Liver impairment	No dose adjustment required for mild to moderate hepatic impairment (Child-Pugh A and B). Not recommended in severe hepatic impairment (Child-Pugh C).
Pediatric use	Not recommended for use in patients under 18 years of age due to lack of safety and efficacy data.
Geriatric use	No specific dose adjustment; use caution due to age-related renal impairment.
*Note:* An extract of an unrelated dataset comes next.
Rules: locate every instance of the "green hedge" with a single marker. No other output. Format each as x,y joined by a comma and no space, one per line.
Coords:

Monitor renal function and adjust dose based on creatinine clearance.

Use during pregnancy

1st trimester	Consult provider
2nd trimester	Consult provider
3rd trimester	Consult provider

Clinical note

Comprehensive clinical and safety monograph for MOXAM (MOXAM).

Breastfeeding	MOXAM is excreted in human milk in low concentrations. M/P ratio not reported. Generally considered compatible with breastfeeding due to poor oral bioavailability and minimal exposure, but caution advised in infants with gastrointestinal disturbances or allergic history.
Teratogenic Risk	MOXAM (moxalactam) is a beta-lactam antibiotic classified as FDA Pregnancy Category B. Animal studies do not indicate fetal harm, but no adequate human studies exist. First trimester: no reported teratogenicity; second and third trimesters: considered safe when clinically indicated.